The country's top 50 companies are failing to tell shareholders about sustainability performance in environmental, health and safety systems, research shows.
The research, by a branch of BT Financial and to be released this week, found companies ran the risk of missing out on large amounts of money being invested by global pension funds.
Report author and head of BT's governance advisory service in Sydney, Erik Mather, said there was a growing recognition among these investors that a company's sustainability performance determined its long-term performance.
"There is increasing evidence that companies managing sustainability well are also well-managed businesses," he said.
Key sustainability issues were energy and greenhouse emission risk and workplace health and safety.
"Our research found that New Zealand companies lag behind their international counterparts in reporting of management of energy and greenhouse risk, with only 18 companies in the top 50 reporting they had an energy or greenhouse policy," said Mather.
This was in line with a recent survey of KPMG, a global advisory network, that found only 24 per cent of companies reported greenhouse emissions compared with 67 per cent globally.
The BT report is not all bad news, with The Warehouse, Carter Holt Harvey and Ports of Auckland picked out of the top 50 and lauded for the "world's best-practice reporting".
Mather said long-term investors such as superannuation and insurance funds were most exposed to the social and environmental risks embedded in the companies in which they invested. This type of "permanent share ownership" meant sustainability considerations were of particular benefit to long-term investors.
"Investors are actually also buying a lot of sustainability risks, because they are buying social, environmental and corporate governance risks," he said.
"We understand that it may be in some cases companies have got great practices: they're just not disclosing it.
"But in this day and age, you are doing nothing to help your share price to have good practices in these areas and not to tell people."
Geoff Vazey, chief executive of Ports of Auckland, said this kind of reporting was being stepped up at the company, despite it being no longer being listed on the New Zealand Stock Exchange.
He said it was not driven by any attempt to gain favour with investors but by customers.
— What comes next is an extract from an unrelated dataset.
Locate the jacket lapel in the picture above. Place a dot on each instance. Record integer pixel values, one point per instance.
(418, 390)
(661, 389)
The company also had an obligation to the community that it operated in and it had to earn the right to operate in such a "wonderful geographical location".
Its customers were large, global operations who took notice of the way the port was operated, paying close attention to more than just its financial performance.
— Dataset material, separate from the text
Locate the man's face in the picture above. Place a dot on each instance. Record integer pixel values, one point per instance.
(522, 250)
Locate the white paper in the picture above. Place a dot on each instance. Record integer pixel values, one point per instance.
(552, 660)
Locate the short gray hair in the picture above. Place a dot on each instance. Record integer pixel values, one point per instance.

Dwayne Pretli, team leader of sustainability services at the Auckland division of GHD, an international firm of engineers, architects, planners and consultants, said the BT report was a good one and he agreed with much of it.
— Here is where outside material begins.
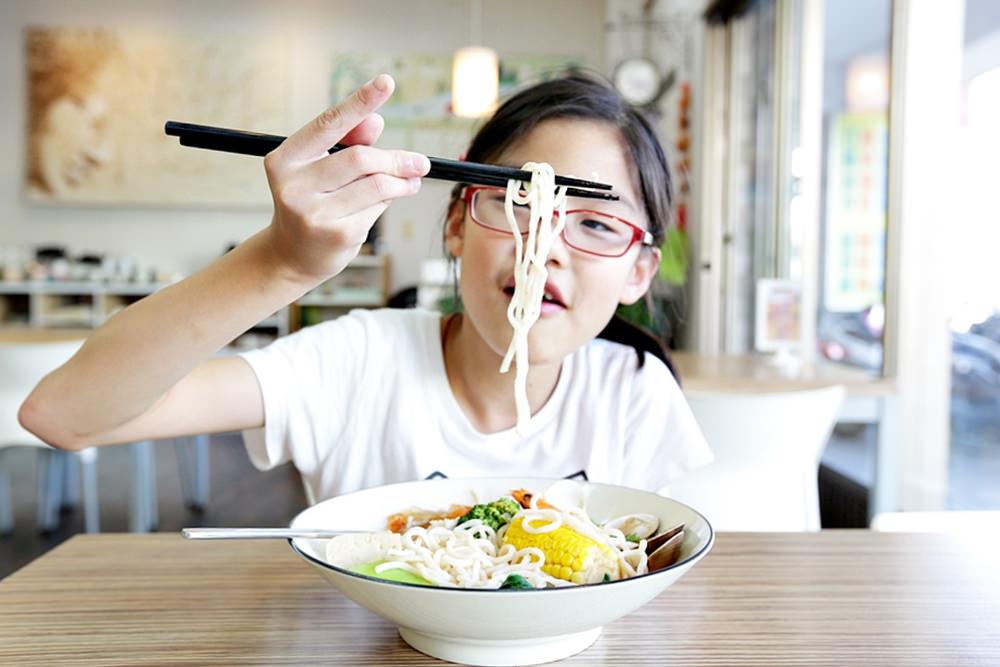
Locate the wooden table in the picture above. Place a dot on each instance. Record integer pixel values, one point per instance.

He said the first step of looking at existing activities for an inventory or analysis was commendable, but companies were sometimes guilty of trying to find ways of making existing actions sound sustainable.
The next and more important step, however, was to actually adopt new environmental management systems.
"Far too often, apart from the top corporates, companies have been taking the approach of looking at their actions and saying, 'How can we make this sound sustainable?' - rather than changing and making sustainability an issue that you can report upon."
However, he did not agree that sustainability reporting was somehow an addition or something extra that needed to be adopted by a company.
Pretli said companies already reported revenues and profits, so reporting on sustainability should be a natural extension of that.
Top 50 firms
* 18 reported an energy or greenhouse policy.
* 12 reported energy use data.
* 11 reported greenhouse gas emissions.
* 26 reported the existence of a workplace health and safety policy.